SI algo no imaginé fue que la palabra «cosmopolita» terminaría adquiriendo, en el Occidente del siglo XXI, un sentido peyorativo.

Con lo sugerente que era. El reflejo al oírla nos evocaba viajes, bulevares, gentes diversas, desayunos en Tiffany’s y hasta un cóctel que no recuerdo haber probado por miedo a que Garci me reproche incurrir en una degradación frutal del Dry apta para bebedores esporádicos.

El cosmopolitismo era la acepción elegante del «multiculturalismo» -palabro horrendo- y, como tal, va a ser proscrito por la misma contracción paleta que exige la restauración de las fronteras europeas, las físicas y las mentales, lo mismo aquellas en las que se pide pasaporte que las que propiciaron a Camus escribir «El extranjero».

Me llamó la atención que Meryl Streep proclamara en los Globos de Oro que Hollywood es un refugio, no para el multiculturalismo, cuyas tensiones habitan un ámbito social por el que Meryl Streep ni se pasa, sino para el cosmopolitismo.

Ya lo fue a mediados del siglo XX, cuando Hollywood se convirtió en una tierra de acogida para los talentos fugitivos de las grandes predaciones europeas y de los proyectos genocidas para simplificar lo múltiple. Por eso Billy Wilder, que nació nada menos que austro-húngaro, terminó creando, junto a Lemmon y Matthau, las más deliciosas piezas de costumbrismo americano -y de cosmopolitismo, que Dios los perdone-.

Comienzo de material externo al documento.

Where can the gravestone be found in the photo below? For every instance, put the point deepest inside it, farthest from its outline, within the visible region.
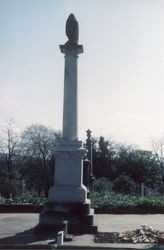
(67, 199)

Uno de los que no se adaptaron pese a probar suerte en USA fue Zweig, que prefirió extinguirse en Petrópolis al mismo tiempo que su propio mundo clausurado por el nazismo: «El mundo del ayer».

¿Es del ayer el mundo que fue el nuestro hasta hace unos minutos históricos?

La victoria de Trump, en España, ha conferido un salvoconducto moderno, el de la «Alt-Right», para hacer pasar por otra cosa ideas e instintos radicales, provenientes de lo peor del XX, que estaban latentes pero no se atrevían a hablar alto por la asociación automática con el fascismo.

Por fin puede uno decir lo que de verdad piensa de todas aquellas cuestiones que fueron custodiadas por la corrección política: ahora es posible acogerse a sagrado en la Torre de Trump para pasar por un hipster de la «Alt» suscrito al Breitbart y cómodo en el Starbucks y no por un anacronismo, un residuo mal cerrado del reverso europeo.

Por fin puede uno pedir ahogarse dentro de las fronteras repuestas y de un proteccionismo de Estado a la manera peronista.

La euforia es tal que, una vez tomado el multiculturalismo por una fuerza que sugiere que todo pagano es un terrorista -lo sepa o no-, ahora se trata de desactivar el cosmopolitismo -¿y su Arte Degenerado?- y toda esa cultura urbana de la que se recela porque provoca mezclas, corrompe la esencia, descristianiza cosas y hasta permite que los hombres se casen los unos con los otros.

Lo que no sé, si 2017 cumple con lo que promete, es adónde huirán esta vez los cosmopolitas. En Hollywood no cabrán todos.